A home once owned by legendary slugger Henry ‘Hank’ Greenberg has hit the market. The house—a Case Study project build dating to 1958—is currently offered with an asking price of $9.5 million.
Alternately known as the Fields House, or Case Study House #18 (2), the home on Miradero features four bedrooms and 3.5 baths within 3,385 square feet of living space. A pre-fab home originally, the property was given a defining renovation in the early nineteen-sixties.
The façade of the home is now rendered in a pleasingly antiquated, somewhat rash contrast of warm and cool tones. Curiously, the segmented motor court before the boxy modern-influenced design is centered by a 19th-century style water feature.
The home’s interior spaces feature some fairly stunning craftsmanship and materials. Floors are finished in tile or stone; both are strikingly beautiful, and offer a wonderfully natural contrast to the high modern sensibilities of the home, but the earth-tone tile, which runs throughout the common living area, is marvelous, and interrupted only by a stretch of plank hardwood and the stone of the foyer/sitting room. Two of the fireplaces are rendered in natural stone, green or red-toned, picking up the exterior colors, and incorporate wrought iron into the design to further enhance the opposition, while a third is mid-century and corner-placed. Very cool.
Not sure about the engineered distressed-looking jade-green finish on the built-ins and walls of the living room, but the kitchen, rendered in cottage-style, with a raised and hipped ceiling, works well, and the ceiling gives it a good sense of expanse.
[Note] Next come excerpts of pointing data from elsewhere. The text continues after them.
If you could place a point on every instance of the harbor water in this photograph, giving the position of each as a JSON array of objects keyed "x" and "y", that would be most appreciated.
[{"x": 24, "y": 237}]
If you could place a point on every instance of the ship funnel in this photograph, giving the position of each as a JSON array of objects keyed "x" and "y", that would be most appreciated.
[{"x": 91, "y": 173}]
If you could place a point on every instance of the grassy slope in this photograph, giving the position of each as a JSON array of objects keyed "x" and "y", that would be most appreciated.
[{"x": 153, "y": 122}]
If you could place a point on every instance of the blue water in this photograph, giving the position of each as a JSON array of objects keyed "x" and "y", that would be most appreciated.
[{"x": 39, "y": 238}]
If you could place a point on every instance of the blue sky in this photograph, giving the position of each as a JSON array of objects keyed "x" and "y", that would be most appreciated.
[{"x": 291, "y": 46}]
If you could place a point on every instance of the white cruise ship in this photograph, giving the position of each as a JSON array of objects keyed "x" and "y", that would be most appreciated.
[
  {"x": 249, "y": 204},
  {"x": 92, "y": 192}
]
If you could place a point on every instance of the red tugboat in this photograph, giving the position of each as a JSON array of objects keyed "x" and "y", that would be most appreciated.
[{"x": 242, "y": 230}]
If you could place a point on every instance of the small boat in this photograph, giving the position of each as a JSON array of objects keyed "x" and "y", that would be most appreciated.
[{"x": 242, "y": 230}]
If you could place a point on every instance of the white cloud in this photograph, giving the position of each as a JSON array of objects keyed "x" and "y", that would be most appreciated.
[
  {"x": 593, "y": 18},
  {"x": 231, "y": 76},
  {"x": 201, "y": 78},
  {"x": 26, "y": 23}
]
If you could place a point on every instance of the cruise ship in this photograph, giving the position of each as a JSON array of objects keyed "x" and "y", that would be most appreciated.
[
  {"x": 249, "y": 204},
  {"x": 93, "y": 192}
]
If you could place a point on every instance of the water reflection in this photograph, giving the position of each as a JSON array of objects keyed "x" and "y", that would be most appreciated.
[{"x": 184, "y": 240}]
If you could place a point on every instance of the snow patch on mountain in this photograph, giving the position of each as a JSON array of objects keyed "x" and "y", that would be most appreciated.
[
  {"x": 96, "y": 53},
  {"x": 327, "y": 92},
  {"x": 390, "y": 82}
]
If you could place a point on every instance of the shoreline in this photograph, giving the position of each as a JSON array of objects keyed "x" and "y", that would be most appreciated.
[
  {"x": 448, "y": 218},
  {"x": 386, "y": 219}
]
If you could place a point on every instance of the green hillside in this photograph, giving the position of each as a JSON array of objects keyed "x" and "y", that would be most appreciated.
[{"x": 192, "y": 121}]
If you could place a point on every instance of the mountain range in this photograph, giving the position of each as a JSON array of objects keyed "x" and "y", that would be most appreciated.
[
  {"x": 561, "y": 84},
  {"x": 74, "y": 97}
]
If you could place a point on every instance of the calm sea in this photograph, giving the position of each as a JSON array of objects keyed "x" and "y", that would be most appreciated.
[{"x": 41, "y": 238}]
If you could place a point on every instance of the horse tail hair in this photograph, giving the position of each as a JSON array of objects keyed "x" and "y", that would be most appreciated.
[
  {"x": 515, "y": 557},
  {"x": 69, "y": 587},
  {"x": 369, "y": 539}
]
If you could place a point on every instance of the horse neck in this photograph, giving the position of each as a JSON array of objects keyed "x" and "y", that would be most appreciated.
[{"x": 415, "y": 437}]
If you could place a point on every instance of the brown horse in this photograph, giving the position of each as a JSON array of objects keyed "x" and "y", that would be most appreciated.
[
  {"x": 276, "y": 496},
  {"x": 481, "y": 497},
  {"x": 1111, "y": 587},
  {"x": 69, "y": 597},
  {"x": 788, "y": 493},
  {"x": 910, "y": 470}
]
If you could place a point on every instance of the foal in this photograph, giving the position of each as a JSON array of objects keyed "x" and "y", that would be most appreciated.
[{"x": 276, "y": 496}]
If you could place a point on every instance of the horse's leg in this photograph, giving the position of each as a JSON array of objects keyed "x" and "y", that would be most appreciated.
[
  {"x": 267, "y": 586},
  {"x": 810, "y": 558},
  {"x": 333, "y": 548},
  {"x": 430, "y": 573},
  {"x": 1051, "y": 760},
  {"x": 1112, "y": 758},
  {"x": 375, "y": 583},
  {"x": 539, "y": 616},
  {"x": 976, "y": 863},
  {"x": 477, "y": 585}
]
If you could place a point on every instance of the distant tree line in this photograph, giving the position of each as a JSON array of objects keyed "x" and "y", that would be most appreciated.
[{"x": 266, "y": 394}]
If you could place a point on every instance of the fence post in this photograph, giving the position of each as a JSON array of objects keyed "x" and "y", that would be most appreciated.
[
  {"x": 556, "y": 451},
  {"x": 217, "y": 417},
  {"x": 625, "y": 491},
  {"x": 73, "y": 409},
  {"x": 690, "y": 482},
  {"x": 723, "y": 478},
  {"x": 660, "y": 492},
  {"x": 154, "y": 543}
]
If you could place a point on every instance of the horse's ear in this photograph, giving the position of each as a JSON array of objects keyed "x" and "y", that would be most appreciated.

The progression through the dayroom leads to a wall of glass panels which open to the property exterior, and a third fireplace, in fieldstone and with a raised hearth, give the combined rooms a heady rusticity.
The property features a guest house, which adds another bedroom to the count, and a pool with a pavilion and outdoor fireplace. The lot size extends to about 4/5 acre, with lawns and lush landscaping providing a privacy barrier for the home.
Greenberg, fondly remembered for his integrity as much as for the power in his swing, owned the house until his death in the early 1980’s. He spent much of his career with the Detroit Tigers, and finished with the Pittsburgh Pirates.